CRISPR-Cas9 genome engineering: Treating inherited retinal degeneration

Abstract

Gene correction is a valuable strategy for treating inherited retinal degenerative diseases, a major cause of irreversible blindness worldwide. Single gene defects cause the majority of these retinal dystrophies. Gene augmentation holds great promise if delivered early in the course of the disease, however, many patients carry mutations in genes too large to be packaged into adeno-associated viral vectors and some, when overexpressed via heterologous promoters, induce retinal toxicity. In addition to the aforementioned challenges, some patients have sustained significant photoreceptor cell loss at the time of diagnosis, rendering gene replacement therapy insufficient to treat the disease. These patients will require cell replacement to restore useful vision. Fortunately, the advent of induced pluripotent stem cell and CRISPR-Cas9 gene editing technologies affords researchers and clinicians a powerful means by which to develop strategies to treat patients with inherited retinal dystrophies. In this review we will discuss the current developments in CRISPR-Cas9 gene editing in vivo in animal models and in vitro in patient-derived cells to study and treat inherited retinal degenerative diseases.

Keywords: CRISPR-Cas9; Genome engineering; Induced pluripotent stem cells; Retinal degeneration; Transplantation.

Figure 1.. The CRISPR-Cas systems function in bacteria and archea as adaptive immune systems against foreign genetic material.

The system is composed of a CRISPR array of alternating conserved repeats and target-specific spacers (protospacers) acquired from fragments of foreign genetic material. The bacterium creates a heritable memory of infection. Upon entry of a foreign invader (1 – infection), foreign DNA sequences are incorporated into the bacterial CRISPR locus (2 – acquisition) and subsequently the bacterium transcribes CRISPR RNAs (crRNAs) from the array which associate with Cas effector proteins to create a ribonucleoprotein surveillance complex (RSC) (3 – expression). The RSC recognizes a sequence directly downstream of the crRNA target sequence – the protospacer adjacent motif (PAM). Following guide binding, the Cas nuclease cleaves the target DNA leading to the clearance of the foreign invader (4 – interference) (Leenay and Beisel, 2017).
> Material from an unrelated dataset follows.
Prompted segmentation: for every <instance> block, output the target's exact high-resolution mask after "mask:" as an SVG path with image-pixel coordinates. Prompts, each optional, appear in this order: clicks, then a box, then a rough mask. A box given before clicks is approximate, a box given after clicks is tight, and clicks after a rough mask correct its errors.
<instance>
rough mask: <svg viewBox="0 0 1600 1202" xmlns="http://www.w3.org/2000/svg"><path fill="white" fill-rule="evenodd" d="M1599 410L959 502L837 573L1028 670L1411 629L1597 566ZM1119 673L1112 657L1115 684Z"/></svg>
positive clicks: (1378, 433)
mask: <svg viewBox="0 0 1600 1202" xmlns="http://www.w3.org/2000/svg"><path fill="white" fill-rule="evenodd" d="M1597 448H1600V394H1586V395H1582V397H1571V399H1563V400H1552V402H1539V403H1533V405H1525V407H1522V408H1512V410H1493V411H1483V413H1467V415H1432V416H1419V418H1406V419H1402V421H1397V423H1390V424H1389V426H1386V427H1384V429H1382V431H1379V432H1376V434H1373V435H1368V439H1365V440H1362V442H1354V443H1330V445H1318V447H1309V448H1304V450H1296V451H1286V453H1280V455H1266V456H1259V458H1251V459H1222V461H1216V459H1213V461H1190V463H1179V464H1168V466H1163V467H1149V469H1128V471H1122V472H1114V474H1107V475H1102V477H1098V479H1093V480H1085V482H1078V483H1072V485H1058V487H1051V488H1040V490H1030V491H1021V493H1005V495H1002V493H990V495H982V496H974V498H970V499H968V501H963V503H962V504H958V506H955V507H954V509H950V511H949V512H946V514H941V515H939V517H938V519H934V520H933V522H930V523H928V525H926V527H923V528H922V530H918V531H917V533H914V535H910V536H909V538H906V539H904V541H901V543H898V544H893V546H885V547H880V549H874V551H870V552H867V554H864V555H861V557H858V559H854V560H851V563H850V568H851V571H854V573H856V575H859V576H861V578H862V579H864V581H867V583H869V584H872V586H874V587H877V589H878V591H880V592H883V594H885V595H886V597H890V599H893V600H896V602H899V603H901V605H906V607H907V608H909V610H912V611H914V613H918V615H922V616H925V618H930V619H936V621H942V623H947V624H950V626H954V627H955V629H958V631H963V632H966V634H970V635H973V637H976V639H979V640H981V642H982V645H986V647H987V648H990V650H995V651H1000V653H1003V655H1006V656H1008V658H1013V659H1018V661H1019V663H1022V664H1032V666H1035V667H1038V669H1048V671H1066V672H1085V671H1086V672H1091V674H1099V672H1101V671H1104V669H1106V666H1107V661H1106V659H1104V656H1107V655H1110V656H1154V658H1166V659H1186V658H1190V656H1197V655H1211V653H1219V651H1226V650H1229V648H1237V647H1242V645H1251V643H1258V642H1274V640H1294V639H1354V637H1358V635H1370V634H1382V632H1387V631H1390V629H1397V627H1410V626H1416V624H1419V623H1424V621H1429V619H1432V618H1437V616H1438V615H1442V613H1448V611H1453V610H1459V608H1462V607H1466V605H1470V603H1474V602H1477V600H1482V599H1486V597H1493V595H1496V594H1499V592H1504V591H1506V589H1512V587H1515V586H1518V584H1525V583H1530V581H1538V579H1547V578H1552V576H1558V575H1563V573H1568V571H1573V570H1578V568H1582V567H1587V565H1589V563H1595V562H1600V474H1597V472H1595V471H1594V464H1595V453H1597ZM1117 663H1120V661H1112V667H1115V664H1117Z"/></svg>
Figure 2.. AAV serotype transduction comparison following subretinal injection in mouse retina.

A) Schematic digram depicting the layers of the neural retinal and placement of AAV vectors in vivo. B-H) Immunohistochemical analysis of GFP expression (green) driven by seven different AAV serotypes two weeks post-subretinal injection. Representative z-stacks are shown for each of AAV1 (B-B’), AAV2 (C-C’), AAV4 (D-D’), AAV5 (E-E’), AAV6 (F-F’), AAV8 (G-G’) and AAV9 (H-H’). DAPI was used to visualize retinal nuclei. NFL – nerve fiber layer, GCL – ganglion cell layer, IPL – inner plexiform layer, INL – inner nuclear layer, OPL – outer plexiform layer, ONL – outer nuclear layer, IS/OS – photoreceptor cell inner and outer segments. Scale bars = 50 μm.

Figure 3.. Efficency of CRISPR based genome editing.

A-B: Immunohistochemical analysis of GFP expression (green) following transduction of human retinal explants with AAV5-GFP at 1 week post-subretinal delivery. Unlike in vitro HEK293 transfection efficiency, which is near 100%, AAV5 based gene delivery vectors typically transduce less that 50% of the photoreceptor cells targeted. C: In vitro NHEJ efficiency. Of 40 sgRNAs targeting ten independent genes associated with inherited retinal degenerative disease, an average NHEJ efficiency of 20.6 ± 1.3% NHEJ was detected.

Figure 4.. Human retinal tissue engineering.

The inner retina, which is preserved during inherited retinal degeneration, and the photoreceptor cell layer are intimately connected (schematic shown in A). The outer nuclear layer (ONL) comprises photoreceptor cell bodies stacked in columns while the outer segments are tightly packed side-by-side in close contact with the RPE (not shown). When viewed en face via phase contrast microscopy (B), human photoreceptor cells appear very tightly packed in a hexagonal array. This architecture can be closely recapitulated using high-resolution 3D printing (C-E), enabling the creation of photoreceptor cell scaffolds (F-H) meant to enable proper function and integration with the host inner retina. These highly tunable structures can facilitate close cell packing, guide cell orientation, and release small molecules that encourage synaptogenesis (I). GCL – ganglion cell layer, IPL – inner plexiform layer, INL – inner nuclear layer, OPL – outer plexiform layer, ONL – outer nuclear layer, IS/OS – photoreceptor cell inner and outer segments.